[R] ANOVA "ex post" Analysis

Peter Dalgaard BSA p.dalgaard at biostat.ku.dk
Mon May 10 17:58:21 CEST 1999


Ben Bolker <ben at eno.princeton.edu> writes:

>   [ multiple comparisons question ]
> 
>   In my opinion a multiple comparisons test is certainly worth having.  I
> think it's just that no-one has gotten around to coding one.  (I do know
> as well that multiple comparisons tests are sometimes frowned on by "real"
> statisticians as being on the slippery slope leading to fishing
> expeditions.)

On the contrary, I feel that they are very effective in *preventing*
people from going on fishing expeditions when they see how their
evidence vanishes in thin air as corrections are applied...

The problem in relation to programs like R is that the tests are
typically not very general. A good many of them really only work for
comparing means from a balanced design with equal replications per
factor level, with constant variance and (perhaps not all that
important) Normal error distribution.

Thus, they won't fit into lm() or any such general framework, which of
course shouldn't necessarily keep anyone from coding a special-purpose
function for the standard case including the 20-odd variations on the
multiple comparison issue. 

However, since I hardly ever see a "standard case" analysis (except
when teaching....), I'm not highly motivated to write a function for
it. 

Of generally applicable techniques, there really isn't much beyond
Bonferroni correction and elaborations of it. Thomas Lumley posted the
following a long time ago (perhaps we should include them in base?).
The Holm method is the one that makes most sense to me.

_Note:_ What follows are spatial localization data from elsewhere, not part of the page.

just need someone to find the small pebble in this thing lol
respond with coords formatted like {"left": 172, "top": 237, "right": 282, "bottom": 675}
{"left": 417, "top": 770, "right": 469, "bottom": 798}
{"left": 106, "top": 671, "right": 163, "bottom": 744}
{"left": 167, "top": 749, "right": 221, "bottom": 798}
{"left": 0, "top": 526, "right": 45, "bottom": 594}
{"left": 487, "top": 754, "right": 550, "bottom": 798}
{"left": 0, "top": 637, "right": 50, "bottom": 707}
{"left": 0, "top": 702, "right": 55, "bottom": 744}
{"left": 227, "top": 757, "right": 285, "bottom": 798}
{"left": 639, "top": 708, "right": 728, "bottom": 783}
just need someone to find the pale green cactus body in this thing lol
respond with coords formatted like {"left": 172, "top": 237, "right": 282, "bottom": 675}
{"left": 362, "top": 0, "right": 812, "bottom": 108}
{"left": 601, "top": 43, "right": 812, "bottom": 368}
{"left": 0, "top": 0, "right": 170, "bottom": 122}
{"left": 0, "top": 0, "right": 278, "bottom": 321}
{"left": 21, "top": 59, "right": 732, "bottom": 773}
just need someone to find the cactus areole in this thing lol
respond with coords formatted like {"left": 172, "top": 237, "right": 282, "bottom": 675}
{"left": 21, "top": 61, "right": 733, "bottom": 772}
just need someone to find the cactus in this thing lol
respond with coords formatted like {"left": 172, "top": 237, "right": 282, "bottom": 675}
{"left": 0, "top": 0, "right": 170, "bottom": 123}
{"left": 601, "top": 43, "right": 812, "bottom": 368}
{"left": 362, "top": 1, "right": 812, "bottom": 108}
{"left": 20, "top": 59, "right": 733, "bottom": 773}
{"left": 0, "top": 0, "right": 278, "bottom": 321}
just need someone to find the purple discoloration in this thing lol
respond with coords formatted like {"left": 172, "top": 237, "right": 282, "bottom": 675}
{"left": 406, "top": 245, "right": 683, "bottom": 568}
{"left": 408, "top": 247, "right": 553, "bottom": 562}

---------------------------------------------------------
From:    Thomas Lumley <thomas at biostat.washington.edu>
Date:    Tue Jul 14,  5:33pm -0700
To:      Matthew Kay <mwkay>

Here is code for three p-value based post hoc tests: bonferroni, holm, and
hochberg. Holm is better than Bonferroni under all circumtances. Hochberg
is more powerful than Holm, but under some slightly pathological
situations it can exceed the nominal Type I error rate.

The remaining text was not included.